Perampasan terjadi saat Iin, panggilan Triediana, meliput bentrok antara pendukung capres-cawapres Prabowo-Hatta di kantor KPU Jatim.
Bukan hanya merampas kamera Iin, oknum tersebut juga menghapus file hasil jepretan perempuan berjilbab itu.
Menurut Prasto Wardoyo, Ketua AJI Surabaya, apa yang dilakukan aparat kepolisian merupakan bentuk kekerasan terhadap jurnalis.
“Perampasan itu termasuk kekerasan fisik. Kemudian menghapus file foto, berarti aparat melakukan intimidasi kepada pekerja pers,” ujarnya, Kamis (7/8/2014).
Dia mengaku heran dengan tindakan polisi yang tidak mencerminkan profesionalitasnya.
Tindakan itu, kata dia, cermin dari mentalitas dari paradigma lama yang melawan kebebasan pers.
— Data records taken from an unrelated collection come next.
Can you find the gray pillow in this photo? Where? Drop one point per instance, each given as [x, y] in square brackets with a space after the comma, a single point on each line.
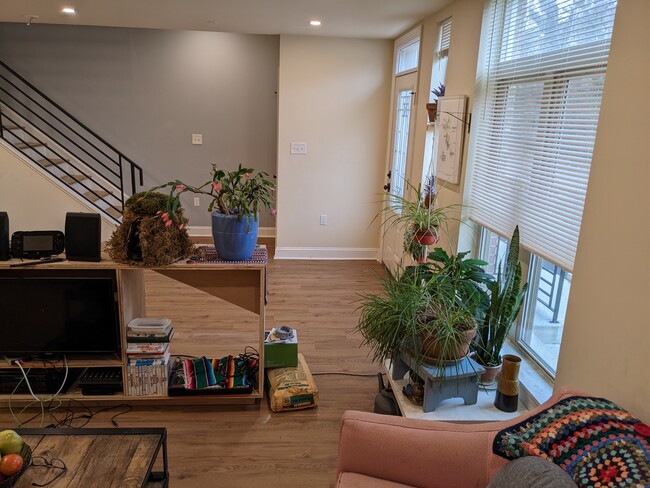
[532, 472]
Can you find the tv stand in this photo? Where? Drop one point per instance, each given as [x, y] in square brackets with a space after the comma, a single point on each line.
[241, 284]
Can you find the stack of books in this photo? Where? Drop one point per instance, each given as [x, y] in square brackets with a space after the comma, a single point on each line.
[147, 349]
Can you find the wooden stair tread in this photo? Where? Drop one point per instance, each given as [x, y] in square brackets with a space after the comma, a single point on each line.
[50, 162]
[96, 195]
[114, 213]
[29, 145]
[72, 179]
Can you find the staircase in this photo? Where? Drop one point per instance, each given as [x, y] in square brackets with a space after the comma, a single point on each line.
[60, 146]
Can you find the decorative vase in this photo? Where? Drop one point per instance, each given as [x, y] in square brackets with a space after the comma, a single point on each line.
[234, 239]
[425, 237]
[488, 379]
[507, 396]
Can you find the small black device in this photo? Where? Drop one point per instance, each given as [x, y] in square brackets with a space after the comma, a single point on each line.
[101, 381]
[42, 380]
[83, 234]
[37, 243]
[4, 236]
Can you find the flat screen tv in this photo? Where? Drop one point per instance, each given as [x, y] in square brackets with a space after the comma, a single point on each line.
[58, 312]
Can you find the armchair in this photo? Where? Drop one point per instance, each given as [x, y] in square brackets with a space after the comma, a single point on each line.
[382, 451]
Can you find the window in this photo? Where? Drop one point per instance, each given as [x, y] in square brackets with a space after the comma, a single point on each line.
[540, 332]
[438, 74]
[407, 52]
[540, 80]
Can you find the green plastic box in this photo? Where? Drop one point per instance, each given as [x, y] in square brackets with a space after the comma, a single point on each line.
[282, 354]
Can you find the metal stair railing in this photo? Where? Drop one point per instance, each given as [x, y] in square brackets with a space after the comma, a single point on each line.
[69, 137]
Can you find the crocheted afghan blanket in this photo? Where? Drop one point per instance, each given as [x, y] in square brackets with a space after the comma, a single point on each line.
[595, 441]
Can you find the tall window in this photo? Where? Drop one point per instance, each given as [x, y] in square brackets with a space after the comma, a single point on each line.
[540, 80]
[442, 54]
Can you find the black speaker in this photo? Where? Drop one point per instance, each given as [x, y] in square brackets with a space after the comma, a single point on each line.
[83, 235]
[4, 236]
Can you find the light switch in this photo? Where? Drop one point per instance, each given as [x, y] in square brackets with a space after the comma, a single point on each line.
[298, 148]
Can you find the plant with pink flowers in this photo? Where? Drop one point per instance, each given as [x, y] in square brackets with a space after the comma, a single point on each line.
[240, 192]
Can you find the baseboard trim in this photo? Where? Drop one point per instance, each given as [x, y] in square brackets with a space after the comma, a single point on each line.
[206, 231]
[333, 253]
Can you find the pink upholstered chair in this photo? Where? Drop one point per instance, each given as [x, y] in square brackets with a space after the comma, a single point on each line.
[382, 451]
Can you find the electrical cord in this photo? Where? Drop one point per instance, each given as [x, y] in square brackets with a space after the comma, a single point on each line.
[29, 386]
[374, 375]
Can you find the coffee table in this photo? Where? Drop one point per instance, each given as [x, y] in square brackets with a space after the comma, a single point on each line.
[100, 458]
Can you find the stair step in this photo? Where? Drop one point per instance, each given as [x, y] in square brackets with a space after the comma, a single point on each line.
[93, 197]
[114, 213]
[29, 145]
[46, 163]
[72, 179]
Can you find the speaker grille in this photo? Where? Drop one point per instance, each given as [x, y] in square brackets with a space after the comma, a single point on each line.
[83, 233]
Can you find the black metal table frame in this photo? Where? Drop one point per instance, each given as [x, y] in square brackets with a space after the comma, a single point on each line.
[151, 476]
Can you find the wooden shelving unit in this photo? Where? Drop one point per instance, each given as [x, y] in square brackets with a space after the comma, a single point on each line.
[242, 284]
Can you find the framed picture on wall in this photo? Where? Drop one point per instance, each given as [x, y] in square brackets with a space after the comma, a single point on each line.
[450, 133]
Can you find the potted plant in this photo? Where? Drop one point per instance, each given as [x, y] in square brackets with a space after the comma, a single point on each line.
[422, 223]
[506, 298]
[236, 200]
[432, 108]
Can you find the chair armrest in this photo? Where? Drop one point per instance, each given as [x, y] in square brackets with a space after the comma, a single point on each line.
[417, 452]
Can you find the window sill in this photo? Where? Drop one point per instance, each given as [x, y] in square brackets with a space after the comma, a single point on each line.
[536, 386]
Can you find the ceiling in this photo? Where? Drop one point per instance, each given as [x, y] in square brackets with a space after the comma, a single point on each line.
[374, 19]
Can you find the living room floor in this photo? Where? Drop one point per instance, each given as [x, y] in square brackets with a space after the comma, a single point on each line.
[250, 446]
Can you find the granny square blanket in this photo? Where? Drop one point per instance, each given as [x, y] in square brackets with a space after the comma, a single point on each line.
[595, 441]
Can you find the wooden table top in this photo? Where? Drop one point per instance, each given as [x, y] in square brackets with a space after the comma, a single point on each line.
[95, 457]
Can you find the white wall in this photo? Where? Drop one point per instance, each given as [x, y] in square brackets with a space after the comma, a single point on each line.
[32, 201]
[606, 342]
[334, 95]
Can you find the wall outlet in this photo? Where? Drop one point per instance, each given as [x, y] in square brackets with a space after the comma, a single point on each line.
[298, 148]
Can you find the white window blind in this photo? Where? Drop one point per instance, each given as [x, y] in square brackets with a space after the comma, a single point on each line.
[541, 75]
[445, 38]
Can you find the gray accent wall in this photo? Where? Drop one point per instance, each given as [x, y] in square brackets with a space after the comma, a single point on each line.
[147, 91]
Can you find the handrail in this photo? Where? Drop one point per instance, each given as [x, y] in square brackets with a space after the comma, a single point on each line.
[72, 135]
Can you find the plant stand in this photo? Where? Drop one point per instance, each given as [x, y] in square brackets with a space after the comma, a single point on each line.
[459, 380]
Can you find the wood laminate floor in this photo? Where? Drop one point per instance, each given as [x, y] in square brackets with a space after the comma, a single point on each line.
[250, 446]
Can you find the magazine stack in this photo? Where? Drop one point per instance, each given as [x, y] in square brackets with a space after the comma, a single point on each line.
[147, 349]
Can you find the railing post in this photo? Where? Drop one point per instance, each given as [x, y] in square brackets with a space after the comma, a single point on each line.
[119, 164]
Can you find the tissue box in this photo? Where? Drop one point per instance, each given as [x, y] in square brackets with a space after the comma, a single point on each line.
[281, 354]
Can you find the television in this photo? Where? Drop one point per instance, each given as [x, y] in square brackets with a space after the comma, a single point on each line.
[58, 312]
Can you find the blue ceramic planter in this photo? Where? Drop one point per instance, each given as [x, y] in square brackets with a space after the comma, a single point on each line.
[234, 239]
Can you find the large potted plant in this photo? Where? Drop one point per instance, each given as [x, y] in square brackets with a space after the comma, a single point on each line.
[236, 200]
[419, 215]
[506, 298]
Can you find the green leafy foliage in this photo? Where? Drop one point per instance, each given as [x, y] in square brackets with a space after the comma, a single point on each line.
[239, 192]
[506, 298]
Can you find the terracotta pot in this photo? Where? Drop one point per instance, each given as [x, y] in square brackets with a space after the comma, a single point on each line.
[432, 110]
[425, 237]
[431, 349]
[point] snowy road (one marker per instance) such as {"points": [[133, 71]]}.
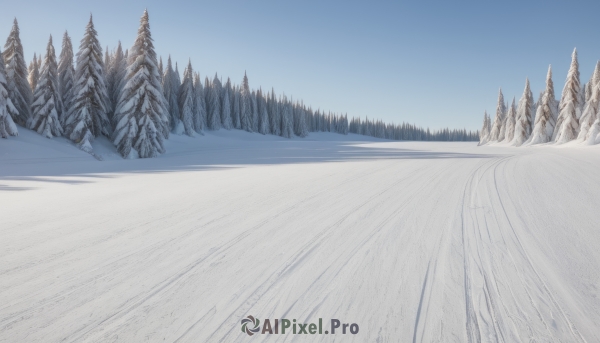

“Pelaku melawan kebebasan pers. Lebih jauh, ternyata masih ada saja penegak hukum yang tidak mengerti hukum,” imbuhnya.
Dalam UU Nomor 40/1999 tentang Kebebasa Pers, dijelaskan bahwa pekerja media berhak menjalankan tugasnya terbebas dari intimidasi.
Artinya, kata Prasto, pihak-pihak yang mengintimidasi dan melakukan kekerasan terhadap jurnalis sudah melanggar UU dan terancam pidana.
Perampasan dan penghapusan file foto juga merupakan upaya menghalang-halangi kerja pers. Padahal, masyarakat berhak tahu apa yang terjadi.
Dalam UU Pers, pihak yang menghalang-halangi kerja jurnalis bisa dipidana maksimal 2 tahun.
Dia menambahkan, perlindungan terhadap jurnalis memang sangat lemah.